Ask for advice on exact requirements to fix #699 mixed CJK numbers

Sat Mar 9 00:18:26 GMT 2019

On Fri, Mar 08, 2019 at 12:55:48AM +0800, outdream wrote:
> I am working on "#699 Better tokenisation of mixed CJK numbers",
> and have implemented a partial patch of Chinese for this ticket.
> Current code works well with special test cases and
> all tests in xapian-core could still pass.
> 
> But I'm confused with exact requirements of the question,
> for how much we could pay with performance on enabling more cases,
> and if there are better methods to do these?

We don't really have exact requirements here.

The history of the ticket is that back in 2011 Dai Youli (one of our
GSoC students that year) pointed out on IRC that 2千3百 was split into
4 terms, which results in a lot of false matches (3千2百 is the obvious
one, but also documents which have those terms nowhere near each other).

I just noted that comment so it didn't just get forgotten.

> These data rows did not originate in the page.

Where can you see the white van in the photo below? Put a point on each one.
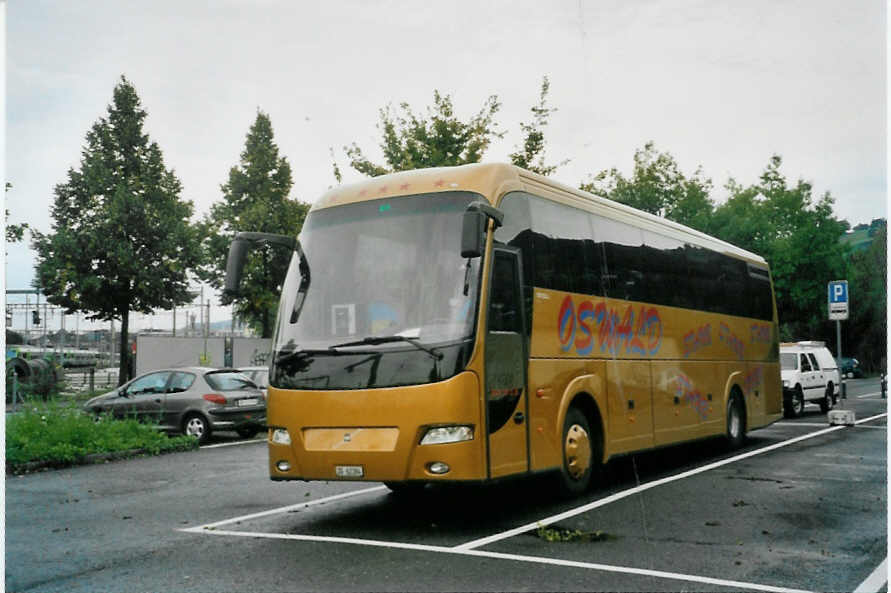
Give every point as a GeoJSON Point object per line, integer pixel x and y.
{"type": "Point", "coordinates": [810, 374]}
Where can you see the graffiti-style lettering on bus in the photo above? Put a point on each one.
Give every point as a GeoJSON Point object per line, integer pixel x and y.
{"type": "Point", "coordinates": [637, 332]}
{"type": "Point", "coordinates": [729, 338]}
{"type": "Point", "coordinates": [760, 333]}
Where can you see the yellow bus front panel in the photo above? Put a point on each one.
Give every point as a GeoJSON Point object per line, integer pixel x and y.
{"type": "Point", "coordinates": [377, 430]}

So really we just have a note that we should perhaps handle this
case "better".

It does seem that such mixed Latin and Chinese numbers aren't very
common - we've not had any other feedback about them in the last 8
years, and you said on IRC that you'd rarely seen them.  So possibly
the resolution for this ticket is to conclude that it's not worth
changing anything here.

We recently merged a segmentation option for CJK which uses ICU
(http://site.icu-project.org/).  I tweaked the code for testing so that
ICU gets passed 2千3百, and it seems ICU currently splits this case into
4 words too, while 二千三百 is split into 二千 and 三百.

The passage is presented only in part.